The Supreme court has banned sale of liquor on national and state highways and in any shops within 500 metres from the highways, saying that drunken driving is the main cause of increased road accidents. The judgment ordered that the prohibition on sale of liquor alongside highways would also extend to stretches that fall within limits of municipal corporations, city towns and local authorities.
A Bench of Chief Justice of India T.S. Thakur and Justices D.Y. Chandrachud and L. Nageswara Rao said the licences of liquor shops across the highways will not be renewed after March 31, 2017.
Remove all sign boards of liquor- Visibility is the first temptation
This is how the judgement read: “We would not like any vend on national highways, state highways, advertisements, or signage about availability of liquor shops. All signboards should be removed. Roads should be absolutely free from any distraction or attractions. Visibility is the first temptation.”

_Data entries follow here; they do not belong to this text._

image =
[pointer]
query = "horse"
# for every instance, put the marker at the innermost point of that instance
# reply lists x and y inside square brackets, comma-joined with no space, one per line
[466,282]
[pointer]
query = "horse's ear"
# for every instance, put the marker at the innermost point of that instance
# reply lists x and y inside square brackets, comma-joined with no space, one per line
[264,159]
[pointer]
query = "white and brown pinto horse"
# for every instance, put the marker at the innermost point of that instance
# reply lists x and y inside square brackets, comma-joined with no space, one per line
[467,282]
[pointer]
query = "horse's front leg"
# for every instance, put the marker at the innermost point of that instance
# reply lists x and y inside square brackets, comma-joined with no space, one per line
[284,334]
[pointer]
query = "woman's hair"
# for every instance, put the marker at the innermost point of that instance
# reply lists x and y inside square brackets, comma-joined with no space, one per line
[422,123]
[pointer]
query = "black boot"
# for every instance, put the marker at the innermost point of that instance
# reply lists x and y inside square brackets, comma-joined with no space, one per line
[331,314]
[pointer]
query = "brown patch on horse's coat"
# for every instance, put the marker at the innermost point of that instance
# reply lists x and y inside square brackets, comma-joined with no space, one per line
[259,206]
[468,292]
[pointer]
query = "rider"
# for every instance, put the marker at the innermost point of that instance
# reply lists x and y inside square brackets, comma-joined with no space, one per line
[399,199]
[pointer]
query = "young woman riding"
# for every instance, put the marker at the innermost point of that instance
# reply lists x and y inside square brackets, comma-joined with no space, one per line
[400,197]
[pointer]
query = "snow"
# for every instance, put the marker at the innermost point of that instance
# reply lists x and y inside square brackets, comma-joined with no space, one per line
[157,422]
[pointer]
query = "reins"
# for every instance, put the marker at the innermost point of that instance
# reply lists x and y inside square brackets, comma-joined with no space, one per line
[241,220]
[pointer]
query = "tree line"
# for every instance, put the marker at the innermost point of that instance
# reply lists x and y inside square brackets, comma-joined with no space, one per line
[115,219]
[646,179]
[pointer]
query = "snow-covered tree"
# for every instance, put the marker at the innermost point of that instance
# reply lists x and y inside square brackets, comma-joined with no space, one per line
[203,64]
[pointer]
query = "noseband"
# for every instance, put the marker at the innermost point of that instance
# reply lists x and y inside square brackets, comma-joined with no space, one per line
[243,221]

1.5 lakh fatalities annually in road accidents
Blaming the centre and state governments for not doing enough to prevent the high accident rates, the apex court directed the Chief Secretaries and police chiefs of all state governments and union territories to strictly enforce the ban.
“An analysis of road accident data 2015 reveals that around 1,374 accidents and 400 deaths take place every day on Indian roads, resulting in 57 accidents and loss of 17 lives on an average every hour.”
Are the state governments backing liquor lobbies?
Questioning the state governments of allowing free sale of liquor on highways inspite of the glaring increase in road accidents, the Supreme court wondered if revenue from liquor sales was the only concern. The court was shocked to learn that there were 62 liquor shops along a 1km stretch on the national highway in Mahe district, Puducherry. The place is a haven for tipplers from Kerala where drinking and sale of alcohol is prohibited.